È un Paese che ha compreso una verità antica: nel Crogiolo del potere, la forza non è mai fedele, è sempre necessaria.
Oggi Riad collabora con Israele in silenzio, per interesse economico e tecnologico, ma sostiene la causa palestinese per legittimarsi davanti al mondo arabo.
Si muove come un organismo che cambia pelle per adattarsi al clima politico.

L’apparente contraddizione è la sua forza:
può allearsi con Washington e contemporaneamente con il Pakistan,
dialogare con Pechino e con Teheran,
perché non cerca amici — cerca equilibrio.

Il Pakistan: la colonna invisibile del mondo musulmano

Il Pakistan è un caso emblematico di questo principio.
Non è solo un Paese grande e povero, ma una potenza nucleare, l’unica nel mondo islamico.
È la colonna invisibile dell’equilibrio musulmano mondiale,
il garante silenzioso che assicura al mondo islamico una deterrenza atomica contro l’egemonia di India e Israele.

Eppure, non appare mai come protagonista.
Sta dietro le quinte, come quelle forze che Simeoni direbbe “non appaiono ma determinano”.
È un Paese nato nel caos, sopravvissuto tra guerre, crisi economiche e pressioni occidentali, ma ancora in piedi perché si adatta, come una forma d’acqua che trova sempre un nuovo contenitore.

La strategia saudita: l’ombrello del Pakistan

Quando nel 2025 l’Arabia Saudita si è messa sotto l’ombrello nucleare del Pakistan, ha mostrato al mondo un gesto che vale più di mille dichiarazioni.
Ha detto agli Stati Uniti: “Non siamo più vostri dipendenti.”
E pure a Israele: “Non vi combattiamo, ma non ci pieghiamo.”

È la politica dell’adattamento: non schierarsi per fede, ma per sopravvivenza.
L’alleanza con Islamabad non nasce da affinità spirituale, ma da una convergenza di vulnerabilità.
Riad ha il petrolio, il denaro e i luoghi sacri;
il Pakistan ha le armi, gli uomini e la forza atomica.
Insieme formano una barriera, non ideologica ma geologica, contro il dominio di chi vorrebbe controllare il Medio Oriente.

L’Occidente cristiano e la paura del declino

L’Occidente, invece, si aggrappa ancora all’idea di un ordine morale: il bene e il male, la democrazia contro la tirannia, la civiltà contro la barbarie.
Ma dietro le parole sacre si muove lo stesso principio che guida l’Oriente: l’interesse travestito da valore.

L’Europa e gli Stati Uniti si presentano come difensori della libertà,
ma ogni loro intervento militare, ogni sanzione, ogni alleanza,
è una mossa dentro la logica della sopravvivenza economica.
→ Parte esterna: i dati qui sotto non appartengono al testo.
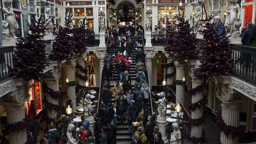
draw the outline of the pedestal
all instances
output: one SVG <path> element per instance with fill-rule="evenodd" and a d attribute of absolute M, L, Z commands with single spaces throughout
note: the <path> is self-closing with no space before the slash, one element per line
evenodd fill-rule
<path fill-rule="evenodd" d="M 100 47 L 106 47 L 105 43 L 105 33 L 100 32 Z"/>
<path fill-rule="evenodd" d="M 7 103 L 4 104 L 8 123 L 22 121 L 25 118 L 24 102 L 25 101 L 21 103 Z M 27 141 L 27 130 L 24 129 L 18 132 L 10 132 L 8 136 L 10 144 L 25 143 Z"/>
<path fill-rule="evenodd" d="M 156 119 L 156 125 L 159 127 L 159 132 L 162 134 L 162 139 L 165 143 L 168 142 L 166 135 L 167 122 L 167 117 L 159 117 L 159 115 L 158 116 Z"/>
<path fill-rule="evenodd" d="M 47 87 L 54 91 L 58 91 L 57 79 L 46 79 L 46 84 Z M 46 95 L 46 99 L 49 102 L 53 104 L 59 105 L 59 100 L 52 98 L 49 95 Z M 55 114 L 57 113 L 56 110 L 54 109 L 47 109 L 47 115 L 49 117 L 54 119 Z"/>
<path fill-rule="evenodd" d="M 178 62 L 174 64 L 176 66 L 176 105 L 178 103 L 184 105 L 185 83 L 183 79 L 185 76 L 185 64 Z"/>
<path fill-rule="evenodd" d="M 239 127 L 240 104 L 238 103 L 225 103 L 222 102 L 222 117 L 227 125 Z M 231 136 L 226 136 L 223 132 L 220 132 L 220 142 L 222 144 L 238 143 L 238 137 L 232 138 Z"/>
<path fill-rule="evenodd" d="M 151 43 L 151 31 L 146 31 L 146 44 L 145 47 L 152 47 Z"/>
<path fill-rule="evenodd" d="M 76 108 L 76 92 L 75 92 L 75 66 L 71 65 L 66 65 L 66 77 L 69 79 L 69 84 L 66 86 L 67 96 L 72 102 L 72 109 L 75 110 Z"/>
<path fill-rule="evenodd" d="M 85 120 L 89 121 L 89 128 L 92 133 L 92 136 L 94 136 L 94 123 L 95 123 L 94 118 L 92 116 L 91 116 L 87 119 L 85 119 Z"/>
<path fill-rule="evenodd" d="M 3 46 L 16 46 L 16 43 L 18 43 L 17 38 L 5 38 L 2 42 Z"/>
<path fill-rule="evenodd" d="M 192 78 L 192 88 L 197 87 L 198 86 L 203 84 L 204 81 L 196 78 Z M 201 100 L 203 98 L 203 91 L 199 91 L 196 93 L 196 95 L 192 95 L 191 103 L 194 103 Z M 197 119 L 203 116 L 203 107 L 197 108 L 191 111 L 191 119 Z M 200 137 L 202 136 L 203 133 L 203 124 L 193 126 L 191 127 L 191 137 Z"/>

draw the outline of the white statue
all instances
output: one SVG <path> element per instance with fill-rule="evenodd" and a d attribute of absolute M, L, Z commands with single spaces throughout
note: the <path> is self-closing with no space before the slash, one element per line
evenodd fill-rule
<path fill-rule="evenodd" d="M 203 24 L 201 21 L 200 21 L 201 17 L 201 9 L 200 6 L 197 6 L 196 7 L 196 11 L 194 13 L 194 31 L 195 33 L 197 32 L 197 31 L 201 30 L 203 28 Z"/>
<path fill-rule="evenodd" d="M 3 2 L 2 11 L 4 14 L 5 20 L 8 23 L 9 33 L 9 37 L 16 38 L 15 33 L 18 29 L 18 25 L 11 7 L 12 0 L 4 0 Z"/>
<path fill-rule="evenodd" d="M 160 93 L 160 95 L 162 97 L 162 101 L 158 105 L 158 113 L 161 117 L 165 117 L 166 116 L 166 101 L 165 94 L 164 92 Z"/>
<path fill-rule="evenodd" d="M 181 139 L 181 132 L 180 132 L 178 124 L 174 123 L 172 124 L 174 131 L 171 133 L 171 143 L 170 144 L 180 144 Z"/>
<path fill-rule="evenodd" d="M 226 21 L 225 27 L 227 30 L 226 36 L 230 36 L 233 32 L 235 23 L 236 20 L 240 20 L 240 7 L 237 3 L 237 0 L 230 0 L 232 4 L 230 11 L 226 10 Z"/>
<path fill-rule="evenodd" d="M 100 16 L 99 25 L 100 25 L 100 31 L 104 32 L 105 31 L 105 18 L 104 18 L 104 16 L 103 15 Z"/>
<path fill-rule="evenodd" d="M 49 8 L 46 8 L 45 9 L 44 20 L 46 21 L 45 24 L 46 25 L 46 28 L 49 28 L 47 30 L 47 34 L 53 34 L 53 24 L 50 17 L 50 9 Z"/>
<path fill-rule="evenodd" d="M 85 95 L 85 98 L 84 99 L 85 103 L 85 118 L 88 118 L 91 116 L 91 112 L 92 111 L 92 106 L 91 104 L 91 95 L 88 94 Z"/>
<path fill-rule="evenodd" d="M 3 30 L 2 34 L 4 35 L 4 38 L 9 37 L 9 30 L 8 28 L 8 23 L 6 21 L 2 20 L 2 25 L 3 26 Z"/>
<path fill-rule="evenodd" d="M 73 137 L 73 131 L 75 129 L 75 125 L 73 123 L 69 123 L 68 126 L 66 136 L 68 138 L 67 144 L 78 144 L 78 142 Z"/>

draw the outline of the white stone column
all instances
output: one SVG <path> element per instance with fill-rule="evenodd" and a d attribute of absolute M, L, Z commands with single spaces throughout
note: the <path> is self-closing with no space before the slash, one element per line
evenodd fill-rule
<path fill-rule="evenodd" d="M 185 76 L 185 64 L 177 61 L 174 64 L 176 66 L 176 105 L 180 103 L 184 105 L 185 84 L 183 78 Z"/>
<path fill-rule="evenodd" d="M 100 32 L 100 47 L 106 47 L 106 45 L 105 43 L 105 33 L 104 32 Z"/>
<path fill-rule="evenodd" d="M 152 87 L 152 57 L 146 57 L 146 65 L 148 68 L 149 81 L 148 82 L 149 86 Z"/>
<path fill-rule="evenodd" d="M 168 139 L 166 135 L 167 122 L 167 121 L 166 117 L 160 117 L 159 116 L 157 117 L 156 125 L 159 127 L 159 132 L 161 132 L 162 134 L 162 139 L 165 143 L 168 142 Z"/>
<path fill-rule="evenodd" d="M 222 102 L 222 117 L 226 125 L 239 127 L 240 104 L 238 103 Z M 220 142 L 222 144 L 238 143 L 238 137 L 234 139 L 231 136 L 226 136 L 223 132 L 220 132 Z"/>
<path fill-rule="evenodd" d="M 198 86 L 202 85 L 204 82 L 203 80 L 192 78 L 192 88 L 195 88 Z M 196 92 L 196 95 L 191 96 L 191 103 L 197 103 L 203 99 L 204 96 L 203 91 Z M 203 114 L 203 106 L 200 108 L 196 108 L 191 110 L 191 119 L 197 119 L 201 117 Z M 191 137 L 200 137 L 202 136 L 203 133 L 203 124 L 193 126 L 191 127 Z"/>
<path fill-rule="evenodd" d="M 49 88 L 56 91 L 59 91 L 57 79 L 47 78 L 45 79 L 45 82 L 47 86 Z M 59 99 L 52 98 L 49 94 L 46 95 L 46 99 L 49 103 L 51 103 L 52 104 L 59 105 Z M 52 119 L 54 119 L 55 117 L 55 114 L 57 113 L 57 111 L 54 109 L 47 109 L 47 115 Z"/>
<path fill-rule="evenodd" d="M 85 60 L 84 56 L 79 56 L 77 58 L 78 63 L 80 66 L 81 66 L 83 68 L 85 67 Z M 78 69 L 78 73 L 82 75 L 85 76 L 85 73 L 84 72 L 81 72 L 79 69 Z M 78 84 L 82 86 L 85 86 L 85 81 L 83 79 L 81 79 L 78 78 Z"/>
<path fill-rule="evenodd" d="M 174 61 L 173 57 L 167 57 L 167 64 L 170 63 Z M 174 66 L 169 66 L 167 68 L 167 73 L 172 73 L 174 71 Z M 174 76 L 167 78 L 167 82 L 168 85 L 172 85 L 174 84 Z"/>
<path fill-rule="evenodd" d="M 146 44 L 145 47 L 152 47 L 151 31 L 146 31 L 145 33 Z"/>
<path fill-rule="evenodd" d="M 69 84 L 67 84 L 66 94 L 72 101 L 72 109 L 75 110 L 76 108 L 76 92 L 75 92 L 75 66 L 73 64 L 66 65 L 66 78 L 69 80 Z M 72 84 L 73 83 L 73 84 Z"/>

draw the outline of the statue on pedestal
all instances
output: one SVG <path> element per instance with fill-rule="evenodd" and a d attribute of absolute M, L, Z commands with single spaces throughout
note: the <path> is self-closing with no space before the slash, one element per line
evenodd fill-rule
<path fill-rule="evenodd" d="M 75 129 L 75 125 L 73 123 L 69 123 L 68 126 L 66 136 L 68 138 L 67 144 L 78 144 L 78 142 L 73 137 L 73 131 Z"/>
<path fill-rule="evenodd" d="M 200 21 L 201 17 L 201 9 L 200 6 L 196 7 L 196 11 L 194 13 L 194 31 L 195 33 L 197 31 L 201 30 L 203 28 L 203 24 Z"/>
<path fill-rule="evenodd" d="M 8 25 L 5 24 L 5 27 L 8 27 L 8 30 L 7 28 L 4 27 L 5 31 L 4 32 L 5 34 L 4 34 L 4 37 L 5 38 L 16 38 L 15 33 L 18 29 L 18 25 L 15 17 L 15 14 L 11 7 L 12 0 L 4 0 L 3 3 L 2 11 L 4 12 L 5 20 L 6 23 L 8 23 Z M 9 34 L 7 34 L 8 33 L 9 33 Z"/>
<path fill-rule="evenodd" d="M 237 0 L 229 0 L 232 4 L 229 10 L 226 10 L 226 21 L 225 27 L 227 30 L 226 36 L 230 36 L 233 33 L 236 21 L 240 21 L 240 7 Z"/>
<path fill-rule="evenodd" d="M 166 101 L 165 94 L 164 92 L 160 93 L 160 95 L 162 97 L 162 101 L 158 105 L 158 111 L 160 117 L 165 117 L 166 116 Z"/>
<path fill-rule="evenodd" d="M 44 14 L 44 20 L 45 24 L 46 25 L 47 33 L 47 34 L 53 34 L 53 24 L 51 21 L 50 18 L 50 9 L 49 8 L 46 8 L 45 9 L 45 14 Z"/>
<path fill-rule="evenodd" d="M 89 94 L 88 94 L 85 95 L 85 98 L 84 99 L 84 103 L 85 103 L 85 114 L 84 117 L 85 119 L 91 117 L 91 112 L 92 111 L 92 106 L 91 104 L 91 95 Z"/>
<path fill-rule="evenodd" d="M 172 124 L 174 131 L 171 134 L 171 143 L 170 144 L 180 144 L 181 139 L 181 132 L 178 127 L 177 123 Z"/>

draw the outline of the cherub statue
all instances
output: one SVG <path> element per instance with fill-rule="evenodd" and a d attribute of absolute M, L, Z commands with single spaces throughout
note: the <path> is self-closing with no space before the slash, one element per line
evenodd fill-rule
<path fill-rule="evenodd" d="M 171 133 L 171 143 L 170 144 L 180 144 L 181 139 L 181 132 L 178 127 L 177 123 L 173 123 L 172 124 L 172 129 L 174 131 Z"/>
<path fill-rule="evenodd" d="M 9 37 L 9 31 L 8 28 L 8 23 L 6 21 L 2 20 L 2 25 L 3 26 L 3 30 L 2 34 L 4 35 L 4 38 Z"/>
<path fill-rule="evenodd" d="M 5 20 L 8 23 L 9 37 L 16 38 L 15 33 L 18 29 L 18 25 L 11 7 L 12 3 L 12 0 L 4 0 L 2 10 L 5 16 Z"/>
<path fill-rule="evenodd" d="M 50 9 L 49 8 L 46 8 L 45 9 L 44 20 L 46 21 L 45 23 L 46 25 L 46 28 L 49 28 L 47 30 L 47 33 L 53 34 L 53 24 L 50 18 Z"/>
<path fill-rule="evenodd" d="M 158 105 L 158 111 L 159 114 L 159 117 L 165 117 L 166 116 L 166 101 L 165 94 L 164 92 L 160 93 L 160 95 L 162 97 L 162 101 Z"/>
<path fill-rule="evenodd" d="M 73 131 L 75 129 L 75 125 L 73 123 L 69 123 L 68 126 L 66 136 L 68 137 L 67 144 L 78 144 L 78 142 L 73 137 Z"/>
<path fill-rule="evenodd" d="M 194 13 L 194 31 L 195 33 L 197 31 L 201 30 L 203 28 L 203 24 L 200 21 L 201 16 L 201 9 L 200 6 L 196 7 L 196 11 Z"/>
<path fill-rule="evenodd" d="M 240 7 L 237 3 L 237 0 L 229 0 L 232 4 L 230 10 L 226 10 L 227 15 L 226 15 L 226 21 L 225 27 L 227 30 L 226 36 L 230 36 L 233 32 L 235 23 L 236 20 L 240 20 Z"/>
<path fill-rule="evenodd" d="M 87 109 L 87 111 L 85 111 L 85 112 L 88 113 L 88 116 L 85 116 L 85 118 L 88 118 L 91 116 L 91 112 L 92 111 L 92 106 L 91 104 L 91 95 L 89 94 L 88 94 L 85 95 L 85 98 L 84 99 L 84 103 L 85 103 L 85 110 Z M 87 114 L 85 114 L 85 115 L 87 116 Z"/>

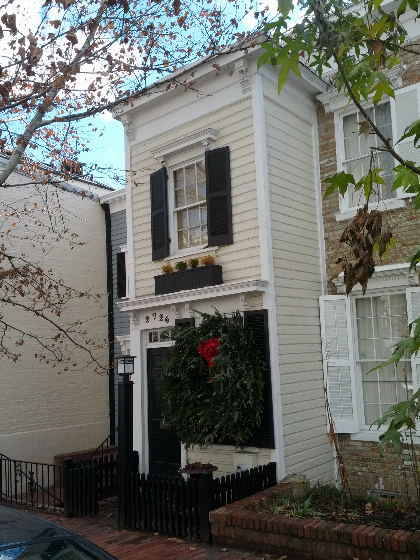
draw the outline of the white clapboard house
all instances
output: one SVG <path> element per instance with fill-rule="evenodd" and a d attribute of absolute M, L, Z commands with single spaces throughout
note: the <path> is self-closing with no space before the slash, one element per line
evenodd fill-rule
<path fill-rule="evenodd" d="M 326 282 L 315 114 L 316 96 L 328 86 L 302 64 L 303 79 L 291 74 L 278 96 L 272 67 L 257 69 L 263 52 L 204 59 L 171 77 L 192 87 L 168 90 L 158 82 L 119 108 L 130 174 L 128 288 L 119 305 L 129 312 L 127 344 L 137 357 L 141 472 L 176 473 L 200 460 L 225 474 L 240 463 L 274 461 L 279 478 L 334 476 L 321 351 Z M 199 273 L 161 274 L 164 264 L 208 254 L 215 265 Z M 194 324 L 198 311 L 213 307 L 243 312 L 269 365 L 262 424 L 242 452 L 185 449 L 161 416 L 170 328 Z"/>

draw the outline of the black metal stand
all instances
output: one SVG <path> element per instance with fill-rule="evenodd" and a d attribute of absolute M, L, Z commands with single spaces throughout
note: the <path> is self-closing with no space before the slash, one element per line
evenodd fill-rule
<path fill-rule="evenodd" d="M 127 525 L 127 473 L 133 470 L 133 381 L 118 382 L 118 527 Z"/>
<path fill-rule="evenodd" d="M 73 459 L 71 457 L 66 457 L 63 459 L 63 502 L 64 505 L 64 516 L 69 517 L 71 513 L 69 508 L 69 500 L 70 492 L 68 487 L 69 470 L 73 468 Z"/>
<path fill-rule="evenodd" d="M 204 470 L 200 477 L 200 526 L 201 538 L 206 544 L 212 543 L 209 514 L 214 508 L 214 497 L 213 473 Z"/>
L’Occidente, nato cristiano, continua a pensare in termini di salvezza e colpa:
chi non si adegua al suo modello diventa peccatore,
chi lo segue viene premiato.
Ma il mondo non è più disposto a credere in queste parabole.

L’Oriente, più antico e meno ingenuo,
non cerca salvezza, cerca continuità.
E proprio per questo, oggi, sta vincendo.

La religione come sceneggiatura del potere

Cristianesimo e Islam non sono in guerra:
sono due linguaggi del potere,
due modi diversi di dire la stessa cosa:
“Voglio durare, e per farlo devo convincerti che la mia forma di ordine è la tua.”

Le chiese e le moschee, come le ambasciate e i palazzi,
sono solo teatri diversi della stessa sceneggiata.
Dietro, il potere si muove come una corrente che non riconosce confini,
e usa le fedi come vele per navigare nel vento del tempo.

Il nuovo equilibrio

Il mondo che emerge oggi non ha più confini tra fede e politica.
Gli Stati agiscono come individui in un crogiolo collettivo,
spinti non da ideali, ma da necessità di esistere.

Il potere moderno non ha patria,
ma si nutre della capacità di adattarsi a ogni contesto:
un giorno amico, il giorno dopo neutrale, il giorno dopo ancora avversario.
Chi resta fermo nella coerenza dei sentimenti — come l’Occidente —
si spegne.
Chi accetta il mutamento — come molte potenze orientali —
continua a vivere.

La legge del Crogiolo

Nel Crogiolo del Potere, nessuna forza è fedele a se stessa.
Si trasforma per continuare a esistere.
L’Occidente cerca la verità eterna, l’Oriente cerca l’equilibrio temporaneo.
E in un mondo che cambia ogni giorno, vince chi si adatta, non chi predica.

“Le alleanze non sono matrimoni d’amore, ma equilibri di necessità. La forza non giura fedeltà a nessuno: segue la vita, non la morale.”